ところが息切れなどを感じることがしばしばあり、体力を使ったり長時間の労働が出来ないということが判明しました。

実際、これが原因で何度も転職したとのことです。

「短時間」かつ「体力をあまり使わない」アルバイトをしてみるも、それでも「息切れ」などを感じることがしばしば。

主治医にも相談しましたが、やはり上手く付き合っていくしかないとのこと。

幾度も転職を余儀なくされている姿をみた両親が「何らかの支援はないか」と思い、市役所にて相談。

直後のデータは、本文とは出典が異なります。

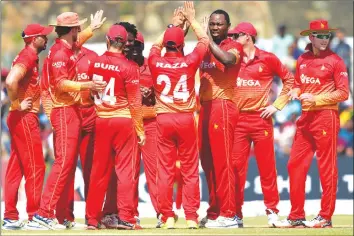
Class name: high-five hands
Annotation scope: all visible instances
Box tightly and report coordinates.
[90,10,106,31]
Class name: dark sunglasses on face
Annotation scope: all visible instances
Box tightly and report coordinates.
[312,34,331,39]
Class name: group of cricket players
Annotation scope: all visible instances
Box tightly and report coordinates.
[2,1,349,230]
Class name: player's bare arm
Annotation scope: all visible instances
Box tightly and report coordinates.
[5,65,32,111]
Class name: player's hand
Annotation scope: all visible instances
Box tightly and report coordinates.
[287,89,299,100]
[259,105,278,119]
[299,93,316,105]
[90,10,106,31]
[91,80,107,92]
[18,97,33,111]
[172,7,185,28]
[182,1,195,22]
[138,135,146,146]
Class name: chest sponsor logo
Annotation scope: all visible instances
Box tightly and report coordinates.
[77,73,88,80]
[236,77,261,87]
[94,62,120,72]
[200,61,216,69]
[52,61,65,68]
[300,74,321,84]
[156,62,188,69]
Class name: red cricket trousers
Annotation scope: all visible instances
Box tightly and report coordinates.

そこで『障害年金』のことを知り、調べたところ、自分達での申請は困難、と判断したご両親より、当事務所に相談がありました。

 

申請結果

人工弁は原則3級です。

一方、Tさんは初診日が20歳前のため2級以上に該当する必要がありました。

そこで、検査結果や現在の状況、これまでの経緯など詳しいお話を聞いたところ「2級の可能性がある」と判断することが出来ました。

仕事をしていることが審査に影響すると考えましたが、就労状況などをお伺いしたところ周囲の理解・支援も大きいことがよくわかり、請求内容にはこの点をしっかり反映。

結果、障害基礎年金「2級」と認定され、現在は無理の無い範囲で事務系のアルバイトをしながら過ごしているそうです。

 

【ポイント1】初診日はいつ?

マルファン症候群は、大動脈解離を起こしやすい病気とされています。

Tさんのように、明らかにマルファン症候群が原因で急性大動脈解離となった場合、初診日は『マルファン症候群にて初めて病院を受診した日』です。
(※)これを「相当因果関係」と言います。

一方、マルファン症候群と診断された又は疑いとされたが、長期の間、治療もせず症状も無く、マルファン症候群が原因では無い大動脈解離を起こした場合、『大動脈解離にて初めて病院を受診した日』が初診日となります。

障害年金では「マルファン症候群」と「大動脈解離」は、この相当因果関係ありとされる可能性が大変高い関係です。

よって初診日には細心の注意を払う必要があります。

 

【ポイント2】20歳より前に初診日ある時は2級以上

人工弁は原則「3級」です。

しかしTさんがマルファン症候群にて「初めて」病院を受診した日が、20歳より前のため「2級以上」に該当する必要があります。

つまり、3級はありません。
(※)20歳以前の厚生年金加入期間に初診日がある場合を除く。

そのため、2級以上に当てはまるには「検査結果や症状、就労の有無・状況」などが重要となり、その点をしっかりを診断書などの請求内容に反映させました。

 

【ポイント3】初診日は「診断日」とは違う

初診日とは、申請しようとしている病気で「初めて医師または歯科医師に診てもらった日」のことです。

「診断」を受けた日、とは異なります。

当初「〇〇の疑い」とされることはよくあることで、その後しばらくした後確定した診断名が付けられるケースがほとんどです。

診断された日を基準とはしてませんので、混同しないように気をつけてください。